Читаем Преданность. Повесть о Николае Крыленко полностью

— «Товарищи! Вы должны сказать свое слово. Не нужно соглашения с буржуазией! Вся власть Совету рабочих и солдатских депутатов! Это не значит, что нужно сейчас свергать и не подчиняться теперешнему правительству… Мы не можем отдельными бунтами дробить собственные силы… Настоящие большевики зовут вас не на бунт, а на сознательную революционную борьбу.

Товарищи! На этом съезде я буду требовать:

Во-первых: передачи всей власти Совету рабочих и солдатских депутатов.

Во-вторых: немедленного обращения с мирными предложениями мира без аннексий и контрибуций…»

— А что такое эти слова обозначают: нексия, контабурция? — прервал прапорщика Ванятка.

— Аннексия… — начал было Николай Васильевич, но его перебил Мирон Седойкин:

— Погоди, Николай Васильевич, я ему по-своему все поясню. — И Ванятке: — Слушай, пехота. Вот ты собрался дом строить. Построил, вселился, а я, к примеру, приду и займу половину, оттяпаю, потому как я сильнее. Вот это и будет аннексия, только понимать надо в мировом масштабе. Правильно я рассуждаю, Николай Васильевич?

— Да охолоньте вы, не мешайте слушать! — рассердился Шиночкин. — Читайте, товарищ Крыленко, пока ротного нет, а потом уже все разом и разобъясните, ежели кому не особо ясно.

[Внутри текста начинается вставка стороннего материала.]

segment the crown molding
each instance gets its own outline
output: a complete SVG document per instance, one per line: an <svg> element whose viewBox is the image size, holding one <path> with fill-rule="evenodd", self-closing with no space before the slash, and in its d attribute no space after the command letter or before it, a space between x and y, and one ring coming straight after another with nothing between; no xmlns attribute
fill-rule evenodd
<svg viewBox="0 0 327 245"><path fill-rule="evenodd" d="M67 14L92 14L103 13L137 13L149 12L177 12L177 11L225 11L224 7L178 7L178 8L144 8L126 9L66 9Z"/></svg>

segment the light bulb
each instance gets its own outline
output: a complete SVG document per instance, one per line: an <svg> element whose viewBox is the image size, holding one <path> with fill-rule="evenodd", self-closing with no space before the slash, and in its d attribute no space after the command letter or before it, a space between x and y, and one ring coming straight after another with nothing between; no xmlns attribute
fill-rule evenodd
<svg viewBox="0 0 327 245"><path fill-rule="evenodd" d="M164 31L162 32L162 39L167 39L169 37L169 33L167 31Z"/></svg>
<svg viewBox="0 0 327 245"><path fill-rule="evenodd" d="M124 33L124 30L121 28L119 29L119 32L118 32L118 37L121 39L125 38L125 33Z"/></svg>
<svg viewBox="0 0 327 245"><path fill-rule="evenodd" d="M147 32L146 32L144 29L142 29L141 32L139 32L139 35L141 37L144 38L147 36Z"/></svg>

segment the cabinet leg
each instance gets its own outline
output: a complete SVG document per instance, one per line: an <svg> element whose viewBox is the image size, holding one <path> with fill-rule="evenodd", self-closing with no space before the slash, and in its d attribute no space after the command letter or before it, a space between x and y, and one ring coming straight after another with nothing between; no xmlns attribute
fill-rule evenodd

— Боялся он твоего ротного!

— «…без аннексий и контрибуций от имени народа к народам и правительствам всех воюющих держав, как союзных, так и враждебных. Пусть попробует тогда какое-либо из правительств отказать — оно будет низвергнуто собственным народом».

— Пусть только попробует! — не удержался Мирон. — Видали, как немецкие солдаты ощерились, когда их офицер хотел приказать им стрелять в нас? То-то и оно. — Он еще хотел что-то добавить, но Шиночкин вскипел:

— Умолкни, матрос! Слушай, чего тебе читают, и мотай на ус!

— «…В-третьих: отобрания на государственные нужды денег у тех, кто нажился на войне, путем конфискации военной прибыли капиталистов…»

Ванятка еще несколько раз порывался задать вопрос, но его одергивал ефрейтор. Лишь выждав, когда прапорщик закончил, Шиночкин сказал, снисходительно подмигнув первогодку:

— Вот тут Иван интересуется, да и другие кто прочие желают узнать…

— Чего узнать? — вспетушился вдруг Ванятка. — Мне все ясно-понятно, чай, не дурнее других.

Шиночкин покровительственно похлопал его:

— Ты у нас голова! — И Николаю Васильевичу: — Я о чем? Нексия, трибуция — дело пятое-десятое, вы нам вот что растолкуйте: что такое Совет и в чем его польза для нашего брата?

— Вот об этом я хочу сейчас потолковать с вами. Николай Васильевич удобнее сел на глинистом выступе, оторвал клок газеты: курил не слишком часто, но, глядя на то, как солдаты извлекают из карманов кисеты и всякие баночки-табакерки, тоже решил подымить за компанию. К нему протянулось несколько рук со щепотками махорки, каждый норовил угостить первым.

— Возьмите у меня, — просительно предложил Шиночкин, — я ее из флакончика, который господин капитан бросимши, побрызгал, душистая теперь — страсть! — Он даже головой покрутил, желая показать, какая у него отменная махорка.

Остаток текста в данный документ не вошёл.